Aurora: Providing Trusted System Services for Enclaves On an Untrusted System
Intel SGX provisions shielded executions for security-sensitive computation, but lacks support for trusted system services (TSS), such as clock, network and filesystem. This makes \textit{enclaves} vulnerable to Iago attacks~\cite{DBLP:conf/asplos/CheckowayS13} in the face of a powerful malicious system. To mitigate this problem, we present Aurora, a novel architecture that provides TSSes via a secure channel between enclaves and devices on top of an untrusted system, and implement two types of TSSes, i.e. clock and end-to-end network. We evaluate our solution by porting SQLite and OpenSSL into Aurora, experimental results show that SQLite benefits from a \textit{microsecond} accuracy trusted clock and OpenSSL gains end-to-end secure network with about 1ms overhead.
💡 Research Summary
The paper addresses a fundamental limitation of Intel SGX‑based trusted execution environments: while SGX protects an enclave’s memory, it provides no direct, trustworthy access to essential system services such as a reliable clock, networking, or file I/O. Consequently, enclaves must exit to untrusted operating‑system code for these services, exposing them to Iago‑style attacks where a malicious OS can snoop, replay, or forge system‑call results. To close this gap, the authors propose Aurora, a novel architecture that combines SGX with the x86 System Management Mode (SMM) to deliver trusted system services (TSS) to enclaves even when the underlying OS is fully compromised.
Aurora’s design hinges on three components: (1) an SMM Supervisor (SSV) residing in System Management RAM (SMRAM), loaded by a trusted BIOS at boot time; (2) a lightweight TSS library inside the enclave that exposes POSIX‑style APIs (e.g., gettimeofday, BSD sockets); and (3) a secure channel that links the enclave and SSV using shared memory FIFO buffers protected by symmetric‑key encryption. When an enclave needs a service, it encrypts a request in EPC memory, copies it to the shared buffer, and triggers an SMI. The CPU switches to SMM, the SSV reads the encrypted request, decrypts it, invokes the appropriate driver (clock or NIC), constructs a response, encrypts it, and returns to normal mode. The enclave then decrypts the response and proceeds.
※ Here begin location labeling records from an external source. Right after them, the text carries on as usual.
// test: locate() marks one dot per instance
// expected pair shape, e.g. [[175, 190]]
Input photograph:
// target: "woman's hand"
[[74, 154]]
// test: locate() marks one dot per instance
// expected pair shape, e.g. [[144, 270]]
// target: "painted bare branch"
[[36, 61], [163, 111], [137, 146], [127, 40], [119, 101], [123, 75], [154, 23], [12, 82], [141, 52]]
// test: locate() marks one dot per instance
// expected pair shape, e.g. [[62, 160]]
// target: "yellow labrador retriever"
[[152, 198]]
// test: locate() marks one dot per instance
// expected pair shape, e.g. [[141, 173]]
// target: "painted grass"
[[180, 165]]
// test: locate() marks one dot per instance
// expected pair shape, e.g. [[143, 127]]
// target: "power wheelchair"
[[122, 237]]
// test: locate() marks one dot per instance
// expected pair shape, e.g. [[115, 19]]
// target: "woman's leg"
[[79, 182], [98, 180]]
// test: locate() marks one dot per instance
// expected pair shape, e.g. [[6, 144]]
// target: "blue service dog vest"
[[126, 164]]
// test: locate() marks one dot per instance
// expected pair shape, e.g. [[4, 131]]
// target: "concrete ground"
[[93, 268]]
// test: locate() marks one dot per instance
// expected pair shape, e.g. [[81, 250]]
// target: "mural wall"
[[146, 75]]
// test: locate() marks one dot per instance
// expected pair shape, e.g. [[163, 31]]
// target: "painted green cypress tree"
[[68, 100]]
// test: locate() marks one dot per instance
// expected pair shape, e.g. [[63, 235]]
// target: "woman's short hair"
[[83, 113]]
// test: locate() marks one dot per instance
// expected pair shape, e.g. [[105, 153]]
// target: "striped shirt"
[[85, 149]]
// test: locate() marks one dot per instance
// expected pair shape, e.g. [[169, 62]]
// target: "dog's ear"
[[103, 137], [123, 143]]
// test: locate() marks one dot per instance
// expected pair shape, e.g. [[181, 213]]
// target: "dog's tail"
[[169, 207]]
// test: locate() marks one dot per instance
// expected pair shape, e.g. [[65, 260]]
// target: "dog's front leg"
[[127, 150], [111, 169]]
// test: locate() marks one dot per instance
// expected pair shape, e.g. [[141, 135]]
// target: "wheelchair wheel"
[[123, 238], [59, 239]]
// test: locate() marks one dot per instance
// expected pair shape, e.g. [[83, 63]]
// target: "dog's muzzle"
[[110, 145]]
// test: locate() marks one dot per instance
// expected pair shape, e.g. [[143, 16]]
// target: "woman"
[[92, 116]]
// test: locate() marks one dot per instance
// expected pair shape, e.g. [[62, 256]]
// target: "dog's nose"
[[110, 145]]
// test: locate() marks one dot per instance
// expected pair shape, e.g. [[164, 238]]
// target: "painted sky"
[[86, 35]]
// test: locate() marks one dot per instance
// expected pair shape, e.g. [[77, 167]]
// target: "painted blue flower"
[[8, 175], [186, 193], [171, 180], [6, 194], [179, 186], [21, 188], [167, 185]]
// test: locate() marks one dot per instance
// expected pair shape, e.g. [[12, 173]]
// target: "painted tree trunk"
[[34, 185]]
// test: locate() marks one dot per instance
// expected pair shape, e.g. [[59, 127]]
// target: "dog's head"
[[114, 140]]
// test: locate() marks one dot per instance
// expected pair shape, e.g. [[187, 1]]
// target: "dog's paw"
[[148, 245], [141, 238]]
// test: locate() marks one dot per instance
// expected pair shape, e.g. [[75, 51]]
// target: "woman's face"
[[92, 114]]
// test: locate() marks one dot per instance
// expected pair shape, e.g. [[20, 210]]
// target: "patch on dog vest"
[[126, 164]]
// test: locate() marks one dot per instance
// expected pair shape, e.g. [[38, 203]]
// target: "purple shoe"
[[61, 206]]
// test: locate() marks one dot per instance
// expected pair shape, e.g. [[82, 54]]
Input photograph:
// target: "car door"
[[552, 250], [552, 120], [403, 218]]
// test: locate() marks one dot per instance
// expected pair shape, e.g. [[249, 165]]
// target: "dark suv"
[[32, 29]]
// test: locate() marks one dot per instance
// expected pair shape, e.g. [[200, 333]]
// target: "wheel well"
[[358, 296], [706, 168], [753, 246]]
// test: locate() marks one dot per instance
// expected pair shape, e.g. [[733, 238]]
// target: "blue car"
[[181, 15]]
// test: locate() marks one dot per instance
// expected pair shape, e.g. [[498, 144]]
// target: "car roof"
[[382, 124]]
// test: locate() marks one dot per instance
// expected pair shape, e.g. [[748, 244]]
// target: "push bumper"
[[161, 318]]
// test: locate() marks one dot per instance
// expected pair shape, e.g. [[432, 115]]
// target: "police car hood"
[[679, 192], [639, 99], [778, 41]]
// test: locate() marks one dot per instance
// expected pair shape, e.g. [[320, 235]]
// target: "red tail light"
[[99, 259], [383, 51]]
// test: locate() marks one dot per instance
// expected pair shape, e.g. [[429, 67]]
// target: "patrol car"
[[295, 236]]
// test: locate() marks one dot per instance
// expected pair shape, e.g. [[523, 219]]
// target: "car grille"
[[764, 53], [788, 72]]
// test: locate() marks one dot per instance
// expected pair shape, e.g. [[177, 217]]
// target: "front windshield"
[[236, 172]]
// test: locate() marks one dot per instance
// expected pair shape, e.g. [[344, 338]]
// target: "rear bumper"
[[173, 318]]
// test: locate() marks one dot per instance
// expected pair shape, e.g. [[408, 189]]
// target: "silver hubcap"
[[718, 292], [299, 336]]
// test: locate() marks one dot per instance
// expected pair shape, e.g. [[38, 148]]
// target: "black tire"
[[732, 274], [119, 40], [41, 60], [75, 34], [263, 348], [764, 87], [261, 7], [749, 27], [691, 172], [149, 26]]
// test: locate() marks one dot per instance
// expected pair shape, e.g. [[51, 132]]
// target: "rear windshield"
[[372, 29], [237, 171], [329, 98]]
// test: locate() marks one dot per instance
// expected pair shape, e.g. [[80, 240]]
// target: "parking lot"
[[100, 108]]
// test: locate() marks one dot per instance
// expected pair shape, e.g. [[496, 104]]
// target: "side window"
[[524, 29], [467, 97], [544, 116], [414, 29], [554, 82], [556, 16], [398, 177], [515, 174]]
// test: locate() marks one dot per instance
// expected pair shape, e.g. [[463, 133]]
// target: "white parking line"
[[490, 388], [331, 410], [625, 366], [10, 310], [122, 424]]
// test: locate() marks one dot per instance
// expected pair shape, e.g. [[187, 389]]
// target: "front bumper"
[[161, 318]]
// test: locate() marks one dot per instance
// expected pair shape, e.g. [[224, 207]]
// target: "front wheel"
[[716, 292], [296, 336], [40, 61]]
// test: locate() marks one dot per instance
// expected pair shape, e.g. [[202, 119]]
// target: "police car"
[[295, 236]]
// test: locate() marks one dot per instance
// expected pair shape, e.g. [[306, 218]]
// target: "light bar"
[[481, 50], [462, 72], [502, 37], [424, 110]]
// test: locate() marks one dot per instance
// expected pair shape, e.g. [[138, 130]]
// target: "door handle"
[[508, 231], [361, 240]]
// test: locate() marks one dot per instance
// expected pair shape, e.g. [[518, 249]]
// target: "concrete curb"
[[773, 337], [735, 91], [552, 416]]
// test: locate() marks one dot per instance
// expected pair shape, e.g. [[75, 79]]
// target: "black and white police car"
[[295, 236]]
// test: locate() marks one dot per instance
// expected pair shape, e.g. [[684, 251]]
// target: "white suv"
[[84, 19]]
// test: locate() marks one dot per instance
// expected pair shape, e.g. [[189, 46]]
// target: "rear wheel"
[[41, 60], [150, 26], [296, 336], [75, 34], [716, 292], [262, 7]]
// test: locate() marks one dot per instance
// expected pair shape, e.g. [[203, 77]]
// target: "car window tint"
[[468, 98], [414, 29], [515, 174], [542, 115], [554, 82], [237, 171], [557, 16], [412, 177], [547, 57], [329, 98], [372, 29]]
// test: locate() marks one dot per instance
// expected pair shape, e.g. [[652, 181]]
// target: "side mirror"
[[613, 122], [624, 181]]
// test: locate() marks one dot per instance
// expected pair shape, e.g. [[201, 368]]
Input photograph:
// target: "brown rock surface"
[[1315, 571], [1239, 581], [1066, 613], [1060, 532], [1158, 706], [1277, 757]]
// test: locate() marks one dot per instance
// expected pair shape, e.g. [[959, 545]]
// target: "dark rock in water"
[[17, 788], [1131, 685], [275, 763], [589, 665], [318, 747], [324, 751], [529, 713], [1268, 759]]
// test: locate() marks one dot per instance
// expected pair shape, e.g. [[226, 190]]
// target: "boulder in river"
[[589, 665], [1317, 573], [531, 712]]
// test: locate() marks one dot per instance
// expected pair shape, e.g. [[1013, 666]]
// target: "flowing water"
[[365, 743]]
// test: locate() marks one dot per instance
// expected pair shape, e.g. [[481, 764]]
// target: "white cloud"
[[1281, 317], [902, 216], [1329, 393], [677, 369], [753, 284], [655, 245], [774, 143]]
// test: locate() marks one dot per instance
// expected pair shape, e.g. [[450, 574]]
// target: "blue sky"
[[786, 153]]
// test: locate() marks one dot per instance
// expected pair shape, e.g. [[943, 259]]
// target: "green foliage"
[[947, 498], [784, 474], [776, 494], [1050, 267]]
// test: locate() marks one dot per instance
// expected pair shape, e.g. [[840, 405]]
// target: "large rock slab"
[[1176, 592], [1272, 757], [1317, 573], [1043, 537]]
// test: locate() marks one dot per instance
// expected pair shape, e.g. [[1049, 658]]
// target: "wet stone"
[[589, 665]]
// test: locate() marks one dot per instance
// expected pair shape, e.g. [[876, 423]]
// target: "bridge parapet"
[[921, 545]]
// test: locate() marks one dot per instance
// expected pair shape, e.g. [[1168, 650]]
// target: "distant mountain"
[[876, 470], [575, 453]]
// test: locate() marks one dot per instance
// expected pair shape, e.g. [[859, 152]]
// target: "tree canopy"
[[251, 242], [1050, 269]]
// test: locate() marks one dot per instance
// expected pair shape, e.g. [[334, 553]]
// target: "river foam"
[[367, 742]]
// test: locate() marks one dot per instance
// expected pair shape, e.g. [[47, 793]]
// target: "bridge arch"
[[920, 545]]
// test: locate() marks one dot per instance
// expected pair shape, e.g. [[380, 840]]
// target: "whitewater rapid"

Security is enforced at several layers. First, remote attestation guarantees that only a legitimately signed enclave can establish a session; the SSV’s identity is protected by the BIOS signature and the immutability of SMRAM. Second, all inter‑party messages are encrypted with an AES‑GCM (or equivalent) scheme, and the cryptographic operations are implemented in constant‑time to thwart timing side‑channels. Third, the SSV intercepts device interrupts by reprogramming the I/O APIC’s redirection table, ensuring that the untrusted OS never sees raw NIC or timer interrupts, thus preventing interrupt‑spoofing attacks.
The paper implements two concrete TSSes. The clock service supports five commodity hardware timers, reads their registers directly, and applies overflow and latency compensation to deliver microsecond‑level absolute timestamps—far finer than SGX’s built‑in coarse‑grained time source. The network service ports a commodity NIC driver into SMM, handles packet transmission/reception inside SMRAM, and exposes a standard socket API to the enclave. By keeping the entire network stack within the trusted SMM boundary, Aurora eliminates the need for the enclave to rely on the OS’s TCP/IP stack, thereby protecting against traffic analysis, injection, and man‑in‑the‑kernel attacks.
Performance optimizations include event‑driven notifications, “exit‑less” interrupt handling (the SSV processes interrupts without repeatedly exiting SMM), and batching of SMI calls to reduce the overhead of mode switches. In evaluation, the authors port SQLite and OpenSSL to use Aurora’s services. SQLite benefits from the high‑precision trusted clock, achieving microsecond‑accurate timestamps for transaction ordering. OpenSSL’s TLS handshake, when run over Aurora’s network TSS, incurs roughly 1 ms additional latency compared with a native unprotected stack, representing a modest overhead given the security guarantees.
Limitations are acknowledged. Aurora assumes a trustworthy BIOS and that SMRAM cannot be tampered with after boot; a compromised BIOS would break the trust model. The design does not protect against denial‑of‑service attacks that disable SMI generation, nor does it currently provide file‑system or storage services. Extending Aurora to additional peripherals will require porting more drivers into SMM, which may be non‑trivial for complex devices.
In summary, Aurora demonstrates that by leveraging the highest‑privilege execution mode (SMM) together with SGX, it is possible to furnish enclaves with reliable, tamper‑proof system services without involving a malicious OS. This approach broadens the practical applicability of SGX in cloud and multi‑tenant environments, mitigating a class of attacks that have previously limited the security guarantees of enclave‑based applications.